As spring approaches, consider these alternative gardens for your home
The growing interest in plants among millennials – combined with aging baby boomers who want maintenance-free gardens – means that gardens today are often a radical departure from traditional English or European country and estate gardens.
Natural, native and sustainable gardens are now being tended in more creative ways by professionals and amateurs alike. “The younger generation is moving into the home and they want to do it their way,” says veteran Toronto-based gardener Dougald Cameron. The result is gardens that increasingly reflect the diversity of our landscapes, as well as our people, and our native plants. For their part, boomers want less stressful work.
“Our gardens are closer to nature than ever before,” says Cameron. “And if you think of gardening as an art form, what you like or don’t like, it all comes down to personal taste.”
Here, five unconventional gardens to inspire your warm-weather planning.
Since many gardeners don’t have enough time to weed, rockeries are seeing a resurgence. Using rocks to build rock gardens that require minimal maintenance, these spaces look great in real life and on Instagram, and are the perfect backdrop for a wide range of perennials. Plants that thrive include creeping thyme, angelina stonecrop, spreading conifers, alpine, rockchips (the Latin name Saxifraga means “stone crusher”), and hardy succulents like hens and chicks, which live outside on the ground year-round. Rock gardens need full sun and well-drained, gravel soil.
A water garden has traditionally been just one of many different features in a garden, but with Canadian cities growing exponentially – and lot sizes shrinking – homeowners are turning to water gardens as a focal point for compact outdoor settings. They are ideal for urban life because they provide white noise to mask traffic and plants attract wildlife. There are many wetland plants that are ideal including blue flag iris (Quebec’s provincial flower), puzzle grass, sweet flag, and of course water lily. An ideal plant for the water’s edge is the cardinal flower, which attracts hummingbirds.
Native Plant Garden
As the name suggests, these gardens are made up of plants native to Canada. The main attraction is their unrestrained appearance and their ability to attract birds, bees, insects and other wildlife. Native plant gardens thrive anywhere, rural or urban, and in small or large spaces. The key is to know your soil and light conditions when selecting plants. Locally grown species are usually friendly to bees and butterflies (these gardens are a boon to Canada’s endangered monarch butterfly population). Don’t be surprised to find plants that were once considered weeds, such as milkweed and goldenrod, suggested for this type of garden. Other additions can include oak leaf hydrangea, switchgrass, and northern sea oats (which you should keep because they like to reseed).

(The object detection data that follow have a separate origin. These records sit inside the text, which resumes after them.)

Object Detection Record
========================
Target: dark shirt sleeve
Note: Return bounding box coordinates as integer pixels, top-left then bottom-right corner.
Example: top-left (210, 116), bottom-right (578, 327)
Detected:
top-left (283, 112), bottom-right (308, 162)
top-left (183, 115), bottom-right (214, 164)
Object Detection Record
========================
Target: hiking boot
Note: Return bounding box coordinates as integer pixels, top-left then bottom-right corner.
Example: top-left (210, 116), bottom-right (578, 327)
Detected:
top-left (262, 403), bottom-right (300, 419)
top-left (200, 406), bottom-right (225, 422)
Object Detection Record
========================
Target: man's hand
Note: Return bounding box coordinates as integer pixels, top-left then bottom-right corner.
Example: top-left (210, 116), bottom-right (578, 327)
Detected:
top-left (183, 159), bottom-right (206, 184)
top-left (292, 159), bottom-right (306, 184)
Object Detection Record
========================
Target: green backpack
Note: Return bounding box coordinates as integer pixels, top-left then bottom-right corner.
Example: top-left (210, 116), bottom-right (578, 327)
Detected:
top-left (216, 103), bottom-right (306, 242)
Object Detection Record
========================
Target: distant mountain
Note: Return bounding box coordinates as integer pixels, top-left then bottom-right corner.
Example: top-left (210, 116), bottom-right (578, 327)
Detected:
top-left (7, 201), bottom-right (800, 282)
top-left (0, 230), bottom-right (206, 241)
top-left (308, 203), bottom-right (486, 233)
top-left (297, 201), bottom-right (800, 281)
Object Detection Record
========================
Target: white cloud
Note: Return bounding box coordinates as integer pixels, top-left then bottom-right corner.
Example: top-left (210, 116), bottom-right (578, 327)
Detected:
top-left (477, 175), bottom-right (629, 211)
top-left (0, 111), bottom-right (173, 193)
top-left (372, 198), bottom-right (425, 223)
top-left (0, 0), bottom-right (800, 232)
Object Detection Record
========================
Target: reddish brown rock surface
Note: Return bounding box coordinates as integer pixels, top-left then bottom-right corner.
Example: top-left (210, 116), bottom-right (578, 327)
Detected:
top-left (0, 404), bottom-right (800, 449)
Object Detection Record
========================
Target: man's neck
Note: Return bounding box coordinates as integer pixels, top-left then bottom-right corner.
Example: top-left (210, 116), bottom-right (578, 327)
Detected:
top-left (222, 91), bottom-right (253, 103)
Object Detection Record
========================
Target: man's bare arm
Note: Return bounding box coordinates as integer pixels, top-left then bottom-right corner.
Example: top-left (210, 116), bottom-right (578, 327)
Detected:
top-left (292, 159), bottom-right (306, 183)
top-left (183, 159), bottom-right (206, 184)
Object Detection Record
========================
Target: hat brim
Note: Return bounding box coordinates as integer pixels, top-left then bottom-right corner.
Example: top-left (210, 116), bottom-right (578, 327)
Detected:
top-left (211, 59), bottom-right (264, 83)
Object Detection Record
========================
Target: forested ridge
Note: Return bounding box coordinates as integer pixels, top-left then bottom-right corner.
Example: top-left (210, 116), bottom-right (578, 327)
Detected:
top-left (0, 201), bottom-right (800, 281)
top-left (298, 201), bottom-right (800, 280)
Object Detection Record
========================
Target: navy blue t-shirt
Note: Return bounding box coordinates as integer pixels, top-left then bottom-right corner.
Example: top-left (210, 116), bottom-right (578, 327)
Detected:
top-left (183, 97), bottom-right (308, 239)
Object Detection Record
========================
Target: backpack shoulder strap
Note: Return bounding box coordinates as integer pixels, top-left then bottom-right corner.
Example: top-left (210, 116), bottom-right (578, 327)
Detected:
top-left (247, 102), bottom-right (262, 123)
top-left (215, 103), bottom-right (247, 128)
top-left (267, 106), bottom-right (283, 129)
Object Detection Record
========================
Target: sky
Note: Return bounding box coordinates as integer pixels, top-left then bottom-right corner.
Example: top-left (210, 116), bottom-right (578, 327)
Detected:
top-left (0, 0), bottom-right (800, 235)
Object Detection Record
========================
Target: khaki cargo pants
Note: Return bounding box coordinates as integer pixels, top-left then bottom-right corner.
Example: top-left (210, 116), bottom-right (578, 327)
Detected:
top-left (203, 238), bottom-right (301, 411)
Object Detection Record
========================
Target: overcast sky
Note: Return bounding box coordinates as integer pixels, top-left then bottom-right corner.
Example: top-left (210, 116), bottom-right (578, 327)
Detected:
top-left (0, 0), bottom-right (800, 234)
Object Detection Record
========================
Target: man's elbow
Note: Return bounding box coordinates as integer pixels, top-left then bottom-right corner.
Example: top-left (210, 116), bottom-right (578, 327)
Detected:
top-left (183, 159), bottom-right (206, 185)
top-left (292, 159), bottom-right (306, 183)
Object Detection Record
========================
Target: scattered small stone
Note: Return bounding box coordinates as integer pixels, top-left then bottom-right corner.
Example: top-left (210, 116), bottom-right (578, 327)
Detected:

If you can’t get out, get in. Perfect on sunny balconies or terraces, these gardens are the perfect antidote to looking at a blank, boring wall. However, there are some caveats. Don’t overdo the height (it’s difficult to maintain), make sure it’s sunny and that the supporting structure is strong and able to withstand moisture. Flowering plants include clematis, roses, Virginia creeper and climbing hydrangea. Vegetables that like to climb are squash and beans.
The definition of a shrub, in horticultural terms, is anything less than six metres. The key to a beautiful shrub garden with year-round interest is getting the right mix of textures, colors and heights. In years past, shrubs were commonly pruned to achieve a manicured appearance. Now they were left more or less untamed. Cameron likes to mix evergreens with shrubs such as redbark twig dogwood, paper maple, dwarf conifers, mock orange lilacs and star magnolia. People often choose shrub gardens for their winter interest and because they are low maintenance. “They’re like a sculpture group in a way,” he says. “They can be in all shapes and sizes, and they are there all the time.”